In [None]:
import pandas as pd
import numpy as np
from matplotlib import pyplot as plt
import seaborn as sns

## Loading Data Into Pandas DataFrames

In [None]:
# example: loading the synthetic patients file simulated for the state of Massachusetts
patients_ma = pd.read_parquet('https://dicbworkshops.s3.amazonaws.com/output_ma/parquet/patients.parquet')

In [None]:
# display the first 5 rows
patients_ma.head(5)

In [None]:
# display the columns in the DataFrame
patients_ma.columns

In [None]:
# display the columns and their datatypes
patients_ma.dtypes

In [None]:
# accessing the data in a particular column
patients_ma['FIRST']

## Basic Data Manipulation with DataFrames

### Counting

In [None]:
# count the number of male and female patients
patients_ma['GENDER'].value_counts()

### Cross tabulations/Contingency Tables

In [None]:
# count patients by gender and race
pd.crosstab(patients_ma['GENDER'], patients_ma['RACE'])

In [None]:
# alternative method using df.pivot_table(), but need to provide an aggregate function
patients_ma.pivot_table(index='GENDER', columns='RACE', aggfunc='size')

In [None]:
# computing the average healthcare expenses by gender and race
patients_ma.pivot_table(values='HEALTHCARE_EXPENSES', index='GENDER', columns='RACE', aggfunc='mean')

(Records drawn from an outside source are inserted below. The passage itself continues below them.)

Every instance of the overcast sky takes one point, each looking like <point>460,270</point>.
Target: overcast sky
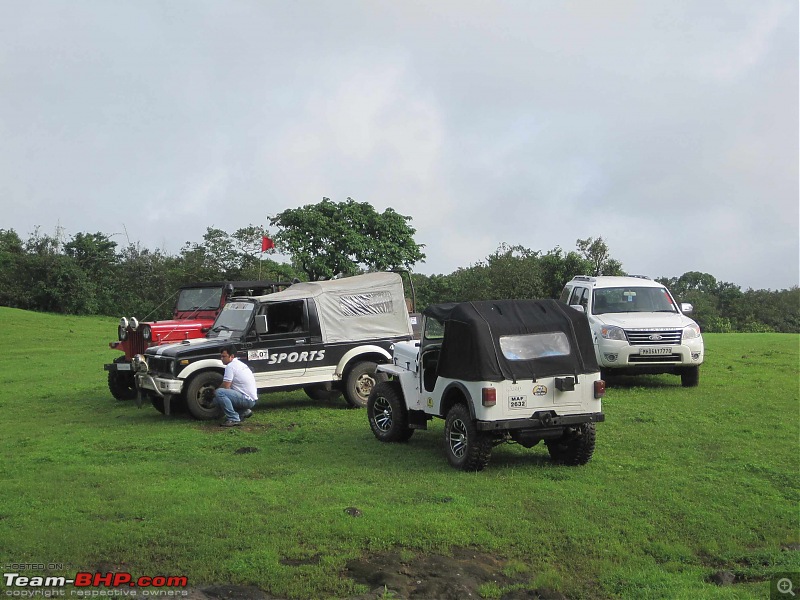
<point>668,127</point>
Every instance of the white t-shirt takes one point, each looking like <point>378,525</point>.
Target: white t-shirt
<point>241,378</point>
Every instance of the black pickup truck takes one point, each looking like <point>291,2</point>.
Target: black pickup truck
<point>325,337</point>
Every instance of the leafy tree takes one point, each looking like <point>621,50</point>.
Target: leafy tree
<point>329,239</point>
<point>557,268</point>
<point>597,253</point>
<point>12,260</point>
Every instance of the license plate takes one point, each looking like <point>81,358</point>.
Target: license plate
<point>655,351</point>
<point>518,402</point>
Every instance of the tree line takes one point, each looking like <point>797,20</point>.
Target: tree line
<point>89,274</point>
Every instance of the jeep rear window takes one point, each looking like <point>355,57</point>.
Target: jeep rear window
<point>199,299</point>
<point>374,303</point>
<point>534,345</point>
<point>234,317</point>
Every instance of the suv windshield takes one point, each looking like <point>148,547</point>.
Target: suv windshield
<point>199,299</point>
<point>235,316</point>
<point>632,299</point>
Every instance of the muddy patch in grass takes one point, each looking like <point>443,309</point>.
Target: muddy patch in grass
<point>400,576</point>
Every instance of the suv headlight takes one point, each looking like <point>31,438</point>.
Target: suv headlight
<point>613,333</point>
<point>139,364</point>
<point>691,332</point>
<point>122,329</point>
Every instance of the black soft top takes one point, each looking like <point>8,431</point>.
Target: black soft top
<point>472,330</point>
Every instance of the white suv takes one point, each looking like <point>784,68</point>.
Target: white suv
<point>638,327</point>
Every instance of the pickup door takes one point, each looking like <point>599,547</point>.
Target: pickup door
<point>292,342</point>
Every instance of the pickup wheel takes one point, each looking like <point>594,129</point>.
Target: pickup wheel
<point>575,447</point>
<point>690,377</point>
<point>121,384</point>
<point>387,413</point>
<point>360,381</point>
<point>467,448</point>
<point>200,395</point>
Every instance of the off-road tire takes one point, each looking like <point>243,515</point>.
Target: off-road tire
<point>360,381</point>
<point>387,413</point>
<point>467,448</point>
<point>575,447</point>
<point>122,384</point>
<point>200,395</point>
<point>690,376</point>
<point>322,391</point>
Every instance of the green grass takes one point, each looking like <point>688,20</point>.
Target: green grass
<point>685,482</point>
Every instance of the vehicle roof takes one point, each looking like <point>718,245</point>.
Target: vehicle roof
<point>615,281</point>
<point>471,344</point>
<point>236,284</point>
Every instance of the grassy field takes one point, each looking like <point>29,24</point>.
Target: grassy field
<point>685,482</point>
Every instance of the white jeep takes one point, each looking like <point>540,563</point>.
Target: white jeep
<point>638,327</point>
<point>497,371</point>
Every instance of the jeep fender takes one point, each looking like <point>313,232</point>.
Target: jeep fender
<point>408,384</point>
<point>454,393</point>
<point>201,365</point>
<point>373,353</point>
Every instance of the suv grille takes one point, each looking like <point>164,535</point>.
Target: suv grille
<point>136,342</point>
<point>654,337</point>
<point>158,364</point>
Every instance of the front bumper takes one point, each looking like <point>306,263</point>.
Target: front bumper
<point>616,355</point>
<point>541,420</point>
<point>162,386</point>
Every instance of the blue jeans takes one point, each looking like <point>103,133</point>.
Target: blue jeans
<point>230,400</point>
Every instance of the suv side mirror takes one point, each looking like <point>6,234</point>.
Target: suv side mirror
<point>261,324</point>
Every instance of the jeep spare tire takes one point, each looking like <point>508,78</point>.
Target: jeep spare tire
<point>200,395</point>
<point>360,381</point>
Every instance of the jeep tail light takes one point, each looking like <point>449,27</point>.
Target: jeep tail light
<point>489,396</point>
<point>599,388</point>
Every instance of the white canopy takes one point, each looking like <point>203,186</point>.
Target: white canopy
<point>358,308</point>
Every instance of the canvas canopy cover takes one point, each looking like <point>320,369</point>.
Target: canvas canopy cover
<point>352,309</point>
<point>498,340</point>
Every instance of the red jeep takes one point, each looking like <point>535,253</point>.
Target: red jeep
<point>196,308</point>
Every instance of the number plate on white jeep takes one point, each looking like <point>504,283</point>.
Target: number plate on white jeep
<point>655,351</point>
<point>518,402</point>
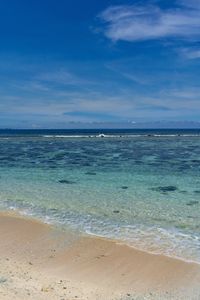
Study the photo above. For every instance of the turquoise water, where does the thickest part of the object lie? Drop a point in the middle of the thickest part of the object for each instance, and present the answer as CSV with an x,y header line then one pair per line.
x,y
141,188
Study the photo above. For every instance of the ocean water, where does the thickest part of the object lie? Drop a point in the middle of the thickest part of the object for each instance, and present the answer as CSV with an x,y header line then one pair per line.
x,y
140,187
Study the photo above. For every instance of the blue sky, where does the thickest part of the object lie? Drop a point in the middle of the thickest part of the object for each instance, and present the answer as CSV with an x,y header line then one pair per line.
x,y
98,61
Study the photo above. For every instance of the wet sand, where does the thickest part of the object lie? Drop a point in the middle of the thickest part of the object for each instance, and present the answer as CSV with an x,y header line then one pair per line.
x,y
39,261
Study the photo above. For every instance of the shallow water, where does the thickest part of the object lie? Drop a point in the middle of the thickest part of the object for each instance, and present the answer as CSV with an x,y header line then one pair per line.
x,y
139,187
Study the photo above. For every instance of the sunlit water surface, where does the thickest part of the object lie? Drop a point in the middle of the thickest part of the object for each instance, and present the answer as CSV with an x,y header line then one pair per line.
x,y
141,188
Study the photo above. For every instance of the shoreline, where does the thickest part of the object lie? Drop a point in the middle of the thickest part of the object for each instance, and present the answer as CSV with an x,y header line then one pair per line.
x,y
62,265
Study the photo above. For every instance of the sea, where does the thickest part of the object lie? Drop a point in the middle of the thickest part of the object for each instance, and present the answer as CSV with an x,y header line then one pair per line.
x,y
138,187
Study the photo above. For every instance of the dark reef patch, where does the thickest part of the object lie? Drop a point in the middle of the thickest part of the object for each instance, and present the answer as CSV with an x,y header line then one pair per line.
x,y
66,181
191,203
90,173
165,189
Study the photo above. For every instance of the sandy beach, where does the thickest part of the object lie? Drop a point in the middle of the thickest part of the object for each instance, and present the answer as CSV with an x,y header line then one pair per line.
x,y
42,262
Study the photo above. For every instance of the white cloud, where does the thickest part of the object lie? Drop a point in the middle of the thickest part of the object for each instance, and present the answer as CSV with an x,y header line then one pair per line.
x,y
136,23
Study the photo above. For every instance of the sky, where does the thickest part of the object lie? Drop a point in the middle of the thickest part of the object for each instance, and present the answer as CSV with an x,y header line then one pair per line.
x,y
98,62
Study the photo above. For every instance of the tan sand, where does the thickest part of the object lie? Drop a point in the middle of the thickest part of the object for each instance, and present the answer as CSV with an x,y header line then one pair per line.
x,y
40,262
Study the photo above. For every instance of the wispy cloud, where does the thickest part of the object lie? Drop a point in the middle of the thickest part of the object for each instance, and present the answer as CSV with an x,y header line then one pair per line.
x,y
147,22
191,53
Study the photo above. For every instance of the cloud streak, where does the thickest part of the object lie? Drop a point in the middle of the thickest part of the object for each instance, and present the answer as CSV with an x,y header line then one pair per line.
x,y
138,23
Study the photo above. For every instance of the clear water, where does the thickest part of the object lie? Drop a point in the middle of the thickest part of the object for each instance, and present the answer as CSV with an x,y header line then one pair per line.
x,y
139,187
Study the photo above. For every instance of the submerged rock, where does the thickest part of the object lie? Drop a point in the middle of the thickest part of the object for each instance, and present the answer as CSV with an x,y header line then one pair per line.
x,y
66,181
164,189
90,173
197,192
192,203
124,187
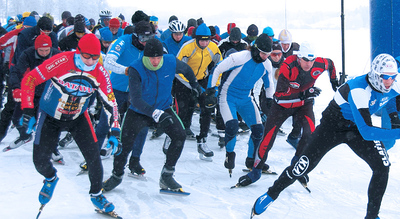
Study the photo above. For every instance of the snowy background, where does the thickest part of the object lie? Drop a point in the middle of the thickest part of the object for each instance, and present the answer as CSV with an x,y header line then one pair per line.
x,y
339,183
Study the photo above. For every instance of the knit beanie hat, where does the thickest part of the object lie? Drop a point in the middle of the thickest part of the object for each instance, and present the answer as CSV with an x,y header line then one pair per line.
x,y
269,31
276,46
114,23
236,34
79,27
30,21
263,43
229,27
106,35
203,32
153,48
43,41
139,16
252,30
65,15
172,18
89,44
45,23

### Descriptive Statistics

In [None]:
# compute the average healthcare expenses
patients_ma['HEALTHCARE_EXPENSES'].mean()

In [None]:
# accessing a larger suite of descriptive statistics
patients_ma['HEALTHCARE_EXPENSES'].describe()

### Descriptive Statistics with Numpy

In [None]:
# compute the average healthcare expenses
np.mean(patients_ma['HEALTHCARE_EXPENSES'])

In [None]:
# compute the standard deviation of healthcare expenses
np.std(patients_ma['HEALTHCARE_EXPENSES'])

In [None]:
# we can also call methods directly on columns/pandas series
patients_ma['HEALTHCARE_EXPENSES'].std()

Quick Question: Why did Numpy's std() give a different (smaller) value for the standard deviation than Pandas?

### Filtering Rows and Columns

In [None]:
# Selecting only the BIRTHDATE, RACE, ETHNICITY, and SEX columns
subset = patients_ma[['BIRTHDATE', 'RACE', 'ETHNICITY', 'GENDER']]

In [None]:
subset

In [None]:
# Selecting only patients who are female
females = patients_ma[patients_ma['GENDER'] == 'F'] # or patients_ma.query('GENDER == "F"')

In [None]:
females

In [None]:
# get patients born after 1990
patients_ma[patients_ma['BIRTHDATE'] >= '1990-01-01']

### Sorting

In [None]:
# get patients born after 1990, and sort by birthdate
patients_ma[patients_ma['BIRTHDATE'] >= '1990-01-01'].sort_values(by='BIRTHDATE')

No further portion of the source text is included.